The inanity of Capitol Hill’s political point scoring


Washington never looks more ridiculous than when viewed from outside the Beltway. Or, in my case, the Ohio turnpike.

I spent more than a few, impressionistic hours on this highway last week. Dark green leaves that will someday give forth corn and soybean. The long, outstretched arms of commercial water sprinklers. Farmhouses naked against passing glances. A plume of dirt, a distant tractor.

At one point, the country music soundtrack that inevitably accompanies such trips was interrupted by the baritone of an old-school newsman. Something about the debt ceiling.
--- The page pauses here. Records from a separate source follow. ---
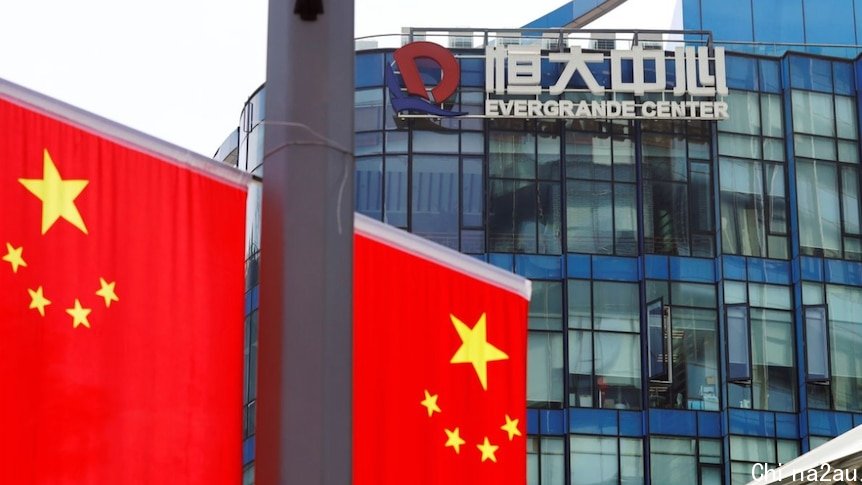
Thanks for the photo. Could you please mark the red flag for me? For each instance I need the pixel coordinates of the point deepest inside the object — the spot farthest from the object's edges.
(121, 305)
(439, 364)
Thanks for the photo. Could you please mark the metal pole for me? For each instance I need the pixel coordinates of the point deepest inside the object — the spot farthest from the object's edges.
(305, 386)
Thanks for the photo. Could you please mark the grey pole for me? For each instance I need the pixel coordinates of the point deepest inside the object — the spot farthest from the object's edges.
(305, 392)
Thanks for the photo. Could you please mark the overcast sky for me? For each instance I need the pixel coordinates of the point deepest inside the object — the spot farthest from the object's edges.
(181, 69)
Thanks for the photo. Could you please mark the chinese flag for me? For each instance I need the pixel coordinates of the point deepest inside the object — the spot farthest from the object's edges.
(439, 364)
(121, 282)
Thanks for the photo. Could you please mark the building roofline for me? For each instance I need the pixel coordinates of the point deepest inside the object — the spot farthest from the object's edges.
(467, 265)
(122, 134)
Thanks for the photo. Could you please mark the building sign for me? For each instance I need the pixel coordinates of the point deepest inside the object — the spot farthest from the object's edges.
(688, 83)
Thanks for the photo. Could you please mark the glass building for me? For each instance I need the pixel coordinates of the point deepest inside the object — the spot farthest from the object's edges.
(740, 241)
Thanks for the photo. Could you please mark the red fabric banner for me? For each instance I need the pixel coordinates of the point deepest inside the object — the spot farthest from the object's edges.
(439, 368)
(120, 312)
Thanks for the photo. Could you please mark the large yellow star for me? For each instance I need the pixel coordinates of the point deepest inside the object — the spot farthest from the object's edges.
(511, 427)
(57, 195)
(38, 300)
(430, 403)
(107, 291)
(13, 257)
(488, 450)
(79, 315)
(475, 348)
(454, 440)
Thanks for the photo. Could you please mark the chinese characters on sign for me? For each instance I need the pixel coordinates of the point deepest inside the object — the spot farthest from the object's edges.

A sound byte of a Democrat spitting blame at Republicans; a Republican hissing disapproval of Democrats. Gridlock, disastrous results.

And I thought: Who cares?

Who cares at this point why the process is bogged down? Who cares whether McConnell or Reid or Cantor or Obama or some less well-known politician is at fault? What about keeping the egos in check, setting party loyalty and personal ambition aside and getting things done?

Of course, honest disagreements exist and a rousing debate over policy is healthy. But what makes Washington infuriating and unfruitful is that cowardice and self-interest too often drive the debate; what is right for the country is ultimately scrapped in pursuit of shallow, solipsistic goals. And let’s not forget the never-ending cycle of assigning blame and stealing credit.

But I haven’t completely despaired. Somewhere along the fields that flank the Ohio turnpike, a distant tractor churns up a cloud of dirt and the corn will be ready for harvest in just a few months.